Capitolo 4
"Robin!" è l'urlo che d'istinto esce dalla gola di Antonio in risposta a quello del suo migliore amico. I suoi occhi sono già sulla finestra dove sa che dietro ci sono i commissari che stanno torturando l'olandese. A nulla servono i doppi vetri chiusi, quelle grida continue le sentirebbero anche i sordi: Antonio si avvicina sotto la finestra, si allunga inutilmente verso l'alto per cercare di vedere dentro nonostante le tende siano tirate. "No, no, no! Robin ti prego!"
"Anto lascia stare!" Felipe lo raggiunge e lo prende per un braccio, tenta di trascinarlo via da lì, ma il portoghese oppone resistenza, e quelle urla gli fanno scendere dei brividi ghiacciati dietro la schiena. Nessuno ormai si accorge del cadavere di Gary che viene portato via, o di Daniel che se ne va dal palco, raggiungendo Lucas dietro le quinte, tanti se ne vanno, lasciando Felipe e Antonio praticamente da soli. Passano venti, forse trenta minuti, quando finalmente le urla cessano, Antonio non lo realizza subito, ma quando il silenzio invade le sue orecchie, con uno strattone si libera dalla presa di Felipe, che lo ha trattenuto tutto il tempo per evitare che facesse cavolate, e si avvicina al fondo delle scale da dove sa che scenderà il suo amico. Sono altri cinque minuti d'inferno, per il portoghese, poi nell'oscurità in cima alle scale si staglia scura la figura di Robin, che scende barcollando. Antonio vorrebbe raggiungerlo, ma sa che non può, e man mano che Robin scende le scale, lui riesce a vedere sempre di più il terrore nei suoi occhi. Gli ultimi gradini che li separano sono quelli che fanno salire il terrore anche ad Antonio: Robin è bianco come un lenzuolo. Quando è finalmente al livello del terreno, si ferma e alza lo sguardo, incontrando quello di Anto.
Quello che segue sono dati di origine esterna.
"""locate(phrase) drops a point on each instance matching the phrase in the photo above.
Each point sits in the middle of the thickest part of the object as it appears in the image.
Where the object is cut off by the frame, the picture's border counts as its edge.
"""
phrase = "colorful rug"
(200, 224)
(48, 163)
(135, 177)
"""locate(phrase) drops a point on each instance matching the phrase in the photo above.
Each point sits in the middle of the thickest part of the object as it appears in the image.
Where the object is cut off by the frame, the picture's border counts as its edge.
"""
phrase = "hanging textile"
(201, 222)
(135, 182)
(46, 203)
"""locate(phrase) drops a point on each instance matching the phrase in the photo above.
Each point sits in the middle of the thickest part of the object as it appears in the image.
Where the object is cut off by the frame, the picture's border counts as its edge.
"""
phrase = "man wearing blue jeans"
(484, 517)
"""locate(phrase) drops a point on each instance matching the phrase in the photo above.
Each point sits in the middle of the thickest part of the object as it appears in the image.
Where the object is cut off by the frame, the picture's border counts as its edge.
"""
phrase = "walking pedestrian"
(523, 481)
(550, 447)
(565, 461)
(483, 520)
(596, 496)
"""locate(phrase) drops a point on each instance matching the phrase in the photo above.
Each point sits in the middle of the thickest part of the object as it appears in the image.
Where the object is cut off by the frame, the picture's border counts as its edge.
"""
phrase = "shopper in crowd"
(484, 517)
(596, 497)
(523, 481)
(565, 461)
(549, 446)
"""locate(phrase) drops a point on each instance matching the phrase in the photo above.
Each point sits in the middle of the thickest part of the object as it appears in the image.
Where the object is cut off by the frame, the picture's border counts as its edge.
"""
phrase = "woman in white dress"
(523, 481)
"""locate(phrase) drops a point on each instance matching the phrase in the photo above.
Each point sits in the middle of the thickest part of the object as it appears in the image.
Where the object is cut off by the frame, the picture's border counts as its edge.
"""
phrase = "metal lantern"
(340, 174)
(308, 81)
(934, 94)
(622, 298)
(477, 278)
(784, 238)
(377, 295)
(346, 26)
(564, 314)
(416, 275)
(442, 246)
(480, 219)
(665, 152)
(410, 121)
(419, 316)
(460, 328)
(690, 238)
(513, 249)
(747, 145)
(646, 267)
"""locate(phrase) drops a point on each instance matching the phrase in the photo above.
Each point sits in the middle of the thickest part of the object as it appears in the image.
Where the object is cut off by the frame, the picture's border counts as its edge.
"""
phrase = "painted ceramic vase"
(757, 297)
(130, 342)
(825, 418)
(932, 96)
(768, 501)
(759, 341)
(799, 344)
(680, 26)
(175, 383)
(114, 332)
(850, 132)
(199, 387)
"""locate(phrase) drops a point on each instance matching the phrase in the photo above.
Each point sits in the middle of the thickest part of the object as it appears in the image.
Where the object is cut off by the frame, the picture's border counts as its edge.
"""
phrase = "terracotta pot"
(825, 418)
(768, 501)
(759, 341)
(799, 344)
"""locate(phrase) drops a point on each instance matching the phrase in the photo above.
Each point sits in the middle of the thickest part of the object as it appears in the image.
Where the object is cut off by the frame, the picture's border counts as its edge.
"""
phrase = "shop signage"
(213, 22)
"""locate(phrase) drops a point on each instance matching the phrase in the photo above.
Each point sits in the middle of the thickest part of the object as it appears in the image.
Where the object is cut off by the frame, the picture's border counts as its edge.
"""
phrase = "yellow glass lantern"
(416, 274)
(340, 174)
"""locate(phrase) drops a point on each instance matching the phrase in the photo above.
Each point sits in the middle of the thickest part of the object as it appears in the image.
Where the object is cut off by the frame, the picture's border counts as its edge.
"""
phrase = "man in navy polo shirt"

"Non vorresti mai finire lì dentro." dice, praticamente senza voce, con gli occhi lucidi, in un sussurro.
"Andiamo via." risponde il portoghese, trascinandolo per un braccio fuori dal paddock e verso il loro hotel, le loro stanze sono vicine come quelle di Jean e André. All'apparenza Robin sembra illeso. Non presenta capelli o tuta bagnati come è successo a Pascal, Gary e Brandon, quindi Antonio deduce che la tortura sia cambiata.
"Chi-chi è morto?" chiede Robin, un violento tremito lo scuote mentre cammina con il polso destro stretto nella mano di Antonio.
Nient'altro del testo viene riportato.